# Transistores de salida radio AM/FM



## miguelplat (Mar 23, 2009)

Hola amigos:
es la primera vez que posteo en este foro, recien acabo de suscribirme, y aunque mi idea es aportar esta vez tengo que pedir. tengo una radio sony icf 5500m, es del año 74 y le faltan los tr de salida. Probe con el osciloscopio y hasta los pote de tono llega af. Quisiera saber si alguien del foro tiene el esquema o por lo menos saber que transistores lleva a la salida.
Desde ya muchas gracias


----------



## ing.jesusgarcia (Mar 25, 2009)

saludos 
mira yo hice un transmisor de fm con transistor 2N2222 ala salida
y pues este transistor en lo que pude investigar es el mas comun que se utiliza en la salida de radio
checalo haber si te sirve el diagrama


----------



## Dr. Zoidberg (Mar 25, 2009)

Suponiendo que esa radio sea un receptor y que los transistores de salida que le faltan sean los de salida de audio (y eso es lo mas que pude deducir de tu problema), dada la antiguedad de la radio...hay que mirar un poco el circuito para ver si usa transistores de germanio o silicio, ya que es probable que use germanio.
Si usa de germanio...estás jo_robado_, por que ya no se fabrican y tal vez los puedas encontrar en alguna casa de electrónica que tenga muchos años en el rubro y tenga un depósito de cachivaches viejos. Si no los encontrás, vas a tener que reemplazar la etapa de salida por algun circuito mas moderno, tipo LM386 o similares y ya solucionaste el problema. Los transistores de germanio que se solían usar en esa época en las radios eran los 2SB54 o 2SB56 y eran chiquitos, tubulares y con capsula metálica. En mas potencia solían usar los AC187 y AC188...pero habría que ver que pinta allá adentro.

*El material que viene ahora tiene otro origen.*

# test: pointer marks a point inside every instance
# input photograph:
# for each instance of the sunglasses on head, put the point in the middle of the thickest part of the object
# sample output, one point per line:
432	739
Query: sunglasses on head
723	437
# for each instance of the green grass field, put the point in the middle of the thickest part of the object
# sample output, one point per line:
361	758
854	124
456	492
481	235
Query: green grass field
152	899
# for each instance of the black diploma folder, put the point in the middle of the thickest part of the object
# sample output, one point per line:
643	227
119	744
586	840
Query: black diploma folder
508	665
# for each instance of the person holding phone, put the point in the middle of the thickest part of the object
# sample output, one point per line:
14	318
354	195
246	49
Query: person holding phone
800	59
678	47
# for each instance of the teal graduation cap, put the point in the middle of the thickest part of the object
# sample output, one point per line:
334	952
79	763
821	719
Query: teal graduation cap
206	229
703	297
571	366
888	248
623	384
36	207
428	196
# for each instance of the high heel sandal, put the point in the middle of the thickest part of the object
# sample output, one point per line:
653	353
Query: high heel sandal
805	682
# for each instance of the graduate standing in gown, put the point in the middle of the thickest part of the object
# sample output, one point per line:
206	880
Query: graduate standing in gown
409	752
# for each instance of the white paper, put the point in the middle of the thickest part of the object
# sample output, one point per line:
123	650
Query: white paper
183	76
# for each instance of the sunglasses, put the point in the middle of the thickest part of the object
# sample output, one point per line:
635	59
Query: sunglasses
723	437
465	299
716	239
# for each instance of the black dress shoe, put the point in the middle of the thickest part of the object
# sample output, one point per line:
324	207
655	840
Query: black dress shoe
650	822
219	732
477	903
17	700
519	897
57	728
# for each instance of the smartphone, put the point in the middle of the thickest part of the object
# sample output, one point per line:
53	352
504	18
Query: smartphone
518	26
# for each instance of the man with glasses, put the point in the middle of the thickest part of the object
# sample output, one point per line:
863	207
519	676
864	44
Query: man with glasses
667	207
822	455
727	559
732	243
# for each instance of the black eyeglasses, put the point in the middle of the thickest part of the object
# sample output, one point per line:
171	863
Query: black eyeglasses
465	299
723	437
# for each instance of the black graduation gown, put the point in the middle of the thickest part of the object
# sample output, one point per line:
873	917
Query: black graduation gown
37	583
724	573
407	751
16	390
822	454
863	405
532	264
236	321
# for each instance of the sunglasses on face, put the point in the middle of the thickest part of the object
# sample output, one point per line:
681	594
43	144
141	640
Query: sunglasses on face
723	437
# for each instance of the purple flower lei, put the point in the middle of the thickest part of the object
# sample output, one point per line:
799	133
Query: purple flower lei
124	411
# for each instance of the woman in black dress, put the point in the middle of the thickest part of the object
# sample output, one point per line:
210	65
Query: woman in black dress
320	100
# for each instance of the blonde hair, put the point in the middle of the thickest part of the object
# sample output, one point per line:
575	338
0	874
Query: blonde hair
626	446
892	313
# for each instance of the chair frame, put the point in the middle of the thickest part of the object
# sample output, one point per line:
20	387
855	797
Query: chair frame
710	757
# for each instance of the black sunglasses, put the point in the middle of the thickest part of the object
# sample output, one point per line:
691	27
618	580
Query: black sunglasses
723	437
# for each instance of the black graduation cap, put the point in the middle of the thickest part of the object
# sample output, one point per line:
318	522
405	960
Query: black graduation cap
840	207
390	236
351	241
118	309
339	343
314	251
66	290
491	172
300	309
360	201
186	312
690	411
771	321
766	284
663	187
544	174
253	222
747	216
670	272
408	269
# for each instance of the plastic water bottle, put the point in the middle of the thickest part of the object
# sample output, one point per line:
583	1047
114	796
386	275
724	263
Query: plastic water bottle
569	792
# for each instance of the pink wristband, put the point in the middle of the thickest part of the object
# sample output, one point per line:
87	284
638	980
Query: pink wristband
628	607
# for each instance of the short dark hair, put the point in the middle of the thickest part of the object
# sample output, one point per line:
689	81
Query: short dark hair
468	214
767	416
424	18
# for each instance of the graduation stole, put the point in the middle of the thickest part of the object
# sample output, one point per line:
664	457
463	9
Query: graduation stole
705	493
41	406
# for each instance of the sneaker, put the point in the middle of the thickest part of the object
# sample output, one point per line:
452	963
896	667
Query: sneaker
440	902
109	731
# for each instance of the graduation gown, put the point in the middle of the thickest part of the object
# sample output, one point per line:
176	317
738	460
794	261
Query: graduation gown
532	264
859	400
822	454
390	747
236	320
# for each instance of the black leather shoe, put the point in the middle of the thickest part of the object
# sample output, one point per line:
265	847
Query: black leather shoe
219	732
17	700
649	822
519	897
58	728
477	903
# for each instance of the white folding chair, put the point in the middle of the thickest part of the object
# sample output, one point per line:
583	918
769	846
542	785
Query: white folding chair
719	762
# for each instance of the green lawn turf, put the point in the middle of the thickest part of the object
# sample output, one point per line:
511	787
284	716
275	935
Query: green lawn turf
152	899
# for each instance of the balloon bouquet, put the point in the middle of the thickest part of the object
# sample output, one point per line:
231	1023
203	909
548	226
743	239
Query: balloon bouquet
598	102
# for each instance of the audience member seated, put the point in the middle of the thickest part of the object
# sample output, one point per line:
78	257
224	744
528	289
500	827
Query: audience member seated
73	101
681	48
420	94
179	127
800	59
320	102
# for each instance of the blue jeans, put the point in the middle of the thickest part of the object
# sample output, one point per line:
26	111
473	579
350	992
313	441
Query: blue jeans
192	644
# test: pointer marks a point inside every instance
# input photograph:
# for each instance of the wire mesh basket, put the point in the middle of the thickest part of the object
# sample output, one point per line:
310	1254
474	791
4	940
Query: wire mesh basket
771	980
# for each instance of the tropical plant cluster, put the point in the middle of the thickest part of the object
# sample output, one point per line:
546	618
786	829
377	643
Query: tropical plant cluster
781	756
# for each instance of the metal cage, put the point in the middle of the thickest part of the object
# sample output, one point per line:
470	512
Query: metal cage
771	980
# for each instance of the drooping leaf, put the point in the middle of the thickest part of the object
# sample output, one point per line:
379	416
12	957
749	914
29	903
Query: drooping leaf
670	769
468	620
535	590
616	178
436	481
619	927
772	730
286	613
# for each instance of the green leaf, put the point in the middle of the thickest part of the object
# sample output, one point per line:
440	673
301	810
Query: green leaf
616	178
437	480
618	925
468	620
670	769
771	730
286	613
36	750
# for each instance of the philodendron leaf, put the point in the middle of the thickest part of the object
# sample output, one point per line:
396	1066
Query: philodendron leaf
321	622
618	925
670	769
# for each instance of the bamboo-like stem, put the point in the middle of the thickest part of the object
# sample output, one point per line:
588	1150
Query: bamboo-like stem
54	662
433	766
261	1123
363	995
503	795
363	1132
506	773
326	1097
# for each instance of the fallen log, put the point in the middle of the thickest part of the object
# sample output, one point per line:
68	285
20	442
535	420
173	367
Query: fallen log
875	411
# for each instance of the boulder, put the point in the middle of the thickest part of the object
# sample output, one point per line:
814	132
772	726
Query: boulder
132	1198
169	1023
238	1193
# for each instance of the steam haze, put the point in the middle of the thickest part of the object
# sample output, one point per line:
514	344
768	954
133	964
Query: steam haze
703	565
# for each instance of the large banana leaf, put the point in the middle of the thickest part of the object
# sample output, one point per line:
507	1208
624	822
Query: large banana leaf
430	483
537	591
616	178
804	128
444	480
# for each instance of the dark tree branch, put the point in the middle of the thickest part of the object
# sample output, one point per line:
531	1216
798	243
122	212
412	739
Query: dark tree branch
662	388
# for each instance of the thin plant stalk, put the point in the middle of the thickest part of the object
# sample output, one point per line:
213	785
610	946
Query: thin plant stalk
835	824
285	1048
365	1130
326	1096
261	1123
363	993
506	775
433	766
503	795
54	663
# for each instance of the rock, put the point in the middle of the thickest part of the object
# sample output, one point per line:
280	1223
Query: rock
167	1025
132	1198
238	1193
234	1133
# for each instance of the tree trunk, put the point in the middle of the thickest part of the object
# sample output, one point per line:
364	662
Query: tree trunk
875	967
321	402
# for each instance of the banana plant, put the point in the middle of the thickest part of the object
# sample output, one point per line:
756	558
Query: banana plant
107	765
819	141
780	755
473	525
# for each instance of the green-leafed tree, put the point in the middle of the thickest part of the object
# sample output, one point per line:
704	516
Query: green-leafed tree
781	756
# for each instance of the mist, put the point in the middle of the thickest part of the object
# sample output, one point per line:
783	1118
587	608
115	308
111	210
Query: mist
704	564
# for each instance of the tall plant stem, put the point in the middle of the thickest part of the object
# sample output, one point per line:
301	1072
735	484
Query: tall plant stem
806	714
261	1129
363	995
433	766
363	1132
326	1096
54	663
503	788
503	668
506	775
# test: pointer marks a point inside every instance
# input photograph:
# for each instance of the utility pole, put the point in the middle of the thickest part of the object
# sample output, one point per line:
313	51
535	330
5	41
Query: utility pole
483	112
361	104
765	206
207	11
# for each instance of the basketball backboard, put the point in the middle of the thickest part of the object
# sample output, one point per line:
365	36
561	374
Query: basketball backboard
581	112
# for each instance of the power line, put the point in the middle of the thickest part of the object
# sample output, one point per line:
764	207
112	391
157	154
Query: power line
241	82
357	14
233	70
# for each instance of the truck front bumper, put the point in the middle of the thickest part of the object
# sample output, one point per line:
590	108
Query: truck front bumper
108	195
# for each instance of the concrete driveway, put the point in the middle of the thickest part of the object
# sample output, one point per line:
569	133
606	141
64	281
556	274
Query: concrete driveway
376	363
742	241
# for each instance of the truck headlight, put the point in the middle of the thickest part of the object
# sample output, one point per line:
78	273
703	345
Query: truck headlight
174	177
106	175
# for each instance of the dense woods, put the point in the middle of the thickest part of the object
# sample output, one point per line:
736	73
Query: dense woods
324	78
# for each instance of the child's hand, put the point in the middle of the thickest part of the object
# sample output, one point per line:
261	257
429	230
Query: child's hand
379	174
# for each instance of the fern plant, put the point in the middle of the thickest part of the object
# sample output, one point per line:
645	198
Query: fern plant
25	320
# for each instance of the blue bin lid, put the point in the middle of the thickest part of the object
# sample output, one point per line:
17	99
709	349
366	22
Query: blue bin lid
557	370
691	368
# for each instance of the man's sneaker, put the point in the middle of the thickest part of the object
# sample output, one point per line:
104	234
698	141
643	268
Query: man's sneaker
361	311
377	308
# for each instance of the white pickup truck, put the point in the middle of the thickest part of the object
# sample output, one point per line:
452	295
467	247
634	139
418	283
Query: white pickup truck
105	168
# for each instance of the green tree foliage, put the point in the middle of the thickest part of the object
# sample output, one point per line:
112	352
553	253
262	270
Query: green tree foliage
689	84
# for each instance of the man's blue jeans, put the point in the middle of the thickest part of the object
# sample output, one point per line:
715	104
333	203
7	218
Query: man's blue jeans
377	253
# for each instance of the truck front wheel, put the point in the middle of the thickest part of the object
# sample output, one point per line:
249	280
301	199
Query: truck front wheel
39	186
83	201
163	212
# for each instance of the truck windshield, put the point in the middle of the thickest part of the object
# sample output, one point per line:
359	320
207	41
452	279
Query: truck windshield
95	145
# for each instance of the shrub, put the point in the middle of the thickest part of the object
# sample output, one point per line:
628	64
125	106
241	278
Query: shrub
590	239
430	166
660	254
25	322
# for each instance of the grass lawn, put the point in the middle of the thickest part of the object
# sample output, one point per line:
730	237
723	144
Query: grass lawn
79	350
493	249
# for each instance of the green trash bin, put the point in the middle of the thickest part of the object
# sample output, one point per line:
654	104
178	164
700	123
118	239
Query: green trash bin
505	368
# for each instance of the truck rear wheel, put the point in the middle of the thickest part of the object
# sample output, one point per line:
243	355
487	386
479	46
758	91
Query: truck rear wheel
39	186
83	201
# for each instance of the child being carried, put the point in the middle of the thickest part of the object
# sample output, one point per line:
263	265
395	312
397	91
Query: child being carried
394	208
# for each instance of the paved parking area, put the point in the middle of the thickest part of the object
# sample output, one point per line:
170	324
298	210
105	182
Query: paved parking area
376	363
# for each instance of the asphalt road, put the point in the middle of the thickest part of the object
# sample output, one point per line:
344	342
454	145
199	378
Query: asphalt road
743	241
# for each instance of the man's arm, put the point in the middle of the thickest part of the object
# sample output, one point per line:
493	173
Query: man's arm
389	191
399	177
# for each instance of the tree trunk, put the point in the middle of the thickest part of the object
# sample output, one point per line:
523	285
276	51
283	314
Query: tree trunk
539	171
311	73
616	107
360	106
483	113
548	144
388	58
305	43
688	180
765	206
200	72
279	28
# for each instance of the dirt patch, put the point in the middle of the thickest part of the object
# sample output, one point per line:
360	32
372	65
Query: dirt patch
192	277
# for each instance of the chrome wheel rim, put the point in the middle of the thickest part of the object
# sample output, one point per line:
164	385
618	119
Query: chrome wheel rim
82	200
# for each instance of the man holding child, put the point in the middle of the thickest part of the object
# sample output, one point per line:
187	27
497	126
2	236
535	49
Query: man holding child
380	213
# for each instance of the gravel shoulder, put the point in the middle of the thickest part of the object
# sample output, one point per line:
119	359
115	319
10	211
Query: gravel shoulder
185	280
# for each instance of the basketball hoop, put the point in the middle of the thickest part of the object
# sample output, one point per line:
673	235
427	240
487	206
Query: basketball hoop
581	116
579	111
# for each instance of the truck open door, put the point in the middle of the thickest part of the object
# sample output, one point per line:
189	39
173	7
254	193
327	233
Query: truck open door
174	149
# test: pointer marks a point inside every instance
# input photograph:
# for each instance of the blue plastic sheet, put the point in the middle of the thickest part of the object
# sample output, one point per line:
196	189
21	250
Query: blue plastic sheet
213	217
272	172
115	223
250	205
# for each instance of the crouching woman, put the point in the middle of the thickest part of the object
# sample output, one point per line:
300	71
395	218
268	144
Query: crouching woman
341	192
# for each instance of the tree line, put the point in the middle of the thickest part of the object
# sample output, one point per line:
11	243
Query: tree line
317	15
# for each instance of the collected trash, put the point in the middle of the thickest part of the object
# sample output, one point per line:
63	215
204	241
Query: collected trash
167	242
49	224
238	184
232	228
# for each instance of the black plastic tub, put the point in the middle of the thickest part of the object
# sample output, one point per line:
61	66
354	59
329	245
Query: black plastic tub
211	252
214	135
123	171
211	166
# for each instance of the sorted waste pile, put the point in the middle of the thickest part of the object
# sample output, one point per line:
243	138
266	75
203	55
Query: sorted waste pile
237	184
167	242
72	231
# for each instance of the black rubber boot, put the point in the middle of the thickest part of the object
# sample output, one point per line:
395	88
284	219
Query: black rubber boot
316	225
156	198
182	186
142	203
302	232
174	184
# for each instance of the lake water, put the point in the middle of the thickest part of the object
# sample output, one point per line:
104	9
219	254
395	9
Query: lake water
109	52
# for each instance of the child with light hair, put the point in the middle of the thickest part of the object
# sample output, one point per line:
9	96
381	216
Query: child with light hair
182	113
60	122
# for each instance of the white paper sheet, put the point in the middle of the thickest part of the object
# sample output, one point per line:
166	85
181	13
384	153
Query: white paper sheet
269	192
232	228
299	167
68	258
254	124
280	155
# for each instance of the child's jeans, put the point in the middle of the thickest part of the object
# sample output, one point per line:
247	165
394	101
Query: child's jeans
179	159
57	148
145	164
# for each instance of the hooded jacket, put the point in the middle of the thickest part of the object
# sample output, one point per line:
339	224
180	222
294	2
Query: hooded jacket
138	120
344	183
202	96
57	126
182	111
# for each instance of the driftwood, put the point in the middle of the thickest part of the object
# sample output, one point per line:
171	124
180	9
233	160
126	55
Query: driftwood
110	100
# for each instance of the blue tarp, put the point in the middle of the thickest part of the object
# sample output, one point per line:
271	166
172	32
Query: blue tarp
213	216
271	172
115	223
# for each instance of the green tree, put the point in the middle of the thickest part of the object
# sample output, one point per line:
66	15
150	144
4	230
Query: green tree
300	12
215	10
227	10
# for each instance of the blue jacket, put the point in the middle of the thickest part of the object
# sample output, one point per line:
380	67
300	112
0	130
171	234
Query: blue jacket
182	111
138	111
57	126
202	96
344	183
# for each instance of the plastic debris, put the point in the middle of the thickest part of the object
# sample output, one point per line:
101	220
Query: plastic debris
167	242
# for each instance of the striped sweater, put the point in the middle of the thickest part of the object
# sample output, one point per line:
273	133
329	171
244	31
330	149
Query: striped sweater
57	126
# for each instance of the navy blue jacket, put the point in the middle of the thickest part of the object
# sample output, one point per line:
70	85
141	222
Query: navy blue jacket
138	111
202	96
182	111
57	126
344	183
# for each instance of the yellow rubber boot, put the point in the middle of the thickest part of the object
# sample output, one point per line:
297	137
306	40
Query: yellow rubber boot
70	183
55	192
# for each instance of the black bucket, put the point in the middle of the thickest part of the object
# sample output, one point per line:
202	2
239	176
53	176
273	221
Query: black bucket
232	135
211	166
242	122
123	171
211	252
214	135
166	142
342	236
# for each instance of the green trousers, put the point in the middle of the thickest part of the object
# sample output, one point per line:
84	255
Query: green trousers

Si usa transistores de silicio, la pareja BC337 y BC327 casi seguro que funciona sin problemas.

Ahora, si no estas hablando de la etapa de audio y es un transmisor...empecemos de nuevo, pero ponelo bien claro.

Saludos!


----------



## miguelplat (Mar 27, 2009)

Hola, los transistores son de silicio , son de salida de audio y van colocados sobre un tafo de salida con punto medio, pero mi intensión es no modificar y tratar de dejarlo original.  El esquema existe en una pagina europea pero lo venden y hay que girar en euros y todo ese rollo. Buscando justamente ese circuito di con este foro y como encontre tanta gente que sabe de radio, pense que por ahi alguien tenia el circuito perdido en un cajon.
Si no lo consigo seguramente armare una salida seguramente armare alguna salida con algun integradito de baja tension de alimentacion ( +B 4.5V ).
De todas maneras tanto al amigo Zavalla como al ing. Garcia les agradezco su aporte que no dejare de tener en cuenta.
Saludos


----------



## miguelplat (Mar 30, 2009)

Consegui el diagrama del sony icf 5900 y es exactamente igual. Los tr son el 2sc1429/ ecg 152 salida pusch-pull


----------



## Gatxan (Abr 1, 2009)

Hola, si es el transistor que dices, me sale que es de silicio NPN. Posibles reemplazos: BC365, BD505, BD515. Si los logras encontrar y sustituir, ojo con el patillaje de los nuevos, y vigila también que si los transistores tienen partes metálicas en la cápsula estas puede que vayan conectadas internamente al colector ó al emisor, y que al colocarlos en un disipador puede provocar un cortocircuito.
Algo que hay que averiguar también, es el origen de la avería: (resistencias abiertas, malas soldaduras...).


----------



## miguelplat (Abr 6, 2009)

hola Gatxan
te agradezco tu interes, estos tr son sony originales y vienen con el valor de beta marcado en la capsula. Aca en Argentina no los consegui pero los sustitui por los bd 515 y para que no distorcione y sacar el maximo rendimiento tube que variar el valor de una R que en el diagrama esta marcada con varios valores de acuerdo al beta de los tr originales, coloque un preset y lo ajuste hasta lograr la mayor ganancia.
Conclusion: la radio funciona 5/5
Un abrazo   Miguel


----------